Managing expenses is a common headache for managers and finance teams, who often need to sort through hundreds of receipts, invoices, pay cheques, and reimbursement claims daily.
Digitalisation has highlighted the flawed nature of traditional expense management practices, signalling that spreadsheets and paper document filing are insecure and error-prone. Small businesses should introduce simple technology systems to automatically manage and report on expenses, according to SAP Concur.
Fabian Calle, general manager of SMB, ANZ, SAP Concur, said, “Small businesses often assume that, due to their size, low staff numbers, or income, investing in emerging technology isn’t necessary. However, new technologies and finance management systems are essential for any business, large or micro. Small businesses need to pay rent and electricity bills, manage supplier invoices, purchase maintenance products and, most importantly, manage changing budgets and incomes.

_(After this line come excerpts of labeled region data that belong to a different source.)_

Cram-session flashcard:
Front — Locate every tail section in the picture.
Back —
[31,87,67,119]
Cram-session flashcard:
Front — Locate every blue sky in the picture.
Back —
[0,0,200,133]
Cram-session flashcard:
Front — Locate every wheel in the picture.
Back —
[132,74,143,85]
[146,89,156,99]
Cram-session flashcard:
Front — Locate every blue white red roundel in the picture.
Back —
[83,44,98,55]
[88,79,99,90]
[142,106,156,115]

“Slow-moving finance management processes prone to inaccuracies will hold small businesses back and limit their profit. Many small businesses physically file away receipts and payment data, and track numbers using spreadsheets. This can easily backfire if stored documents become damaged, lost, or stolen. And, if one or two units of data are incorrectly entered into a spreadsheet, this can throw off organisations’ abilities to predict income, needs, budgets, and growth strategies. It becomes critical for small businesses to consider how they can improve their expense management systems. Implementing new technologies can be quick, easy, and affordable, even for the smallest of businesses.”

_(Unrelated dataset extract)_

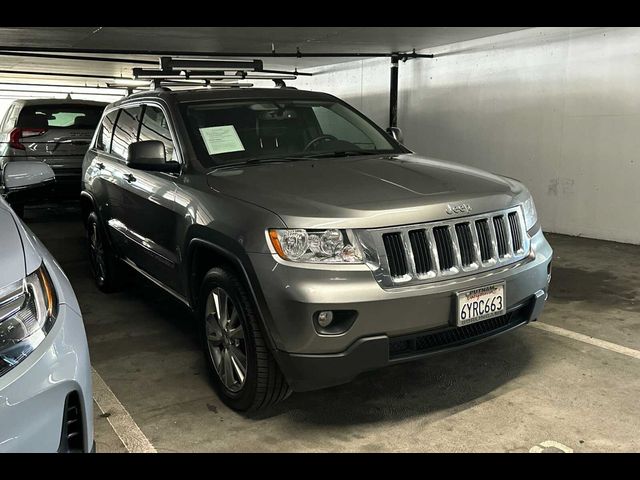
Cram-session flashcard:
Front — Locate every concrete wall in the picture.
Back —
[296,28,640,244]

SAP Concur has revealed three ways automated technologies and digitalised data can help small businesses improve their expense management:
Managers often need to spend time looking for misplaced, lost, or poorly-stored payment data and invoice numbers. And, when physical receipts, financial data, and payment documentation become old or damaged, they can become illegible and unusable. Managing important financial documents with a centralised, cloud-based program can help small organisations easily locate and view their information, ensuring valuable data can’t degrade or disappear.
2. Cash flow visibility
Physical data and spreadsheet calculations are unlikely to provide managers with the insight into spend and purchase activity they need. Key decision-makers need collated information and data to get a clear, unified picture of expenses, revenue, cash flow, and opportunities to reduce costs. This offers a major advantage when it comes to making decisions about future activities, budgets and investments. This data helps small businesses figure out where to cut back, where they can spend more, and where they can save.
Small businesses are just as vulnerable to data breaches as large organisations. In its most recent report regarding the Notifiable Data Breaches (NDB) scheme, the Office of the Australian Information Commissioner revealed 33 per cent of data breaches were due to human error. (1) Not all data breaches happen online, and serious information compromise can occur when physical documents fall into the wrong hands. The right technology can help small businesses digitalise paper receipts and documents and store them in secure databases, so they can only be viewed and accessed by authorised people. Secure storage solutions also mean that, as businesses grow, their increasing volumes of data will be better protected from cybercrime and human error.
Fabian Calle said, “Small businesses shouldn’t underestimate the responsibilities they have in protecting and optimising their financial data. As various aspects of business, including customer service, retail, payment processes, and marketing become increasingly online and digitalised, small businesses need to protect themselves and manage their operations more effectively with up-to-date and useful technology.”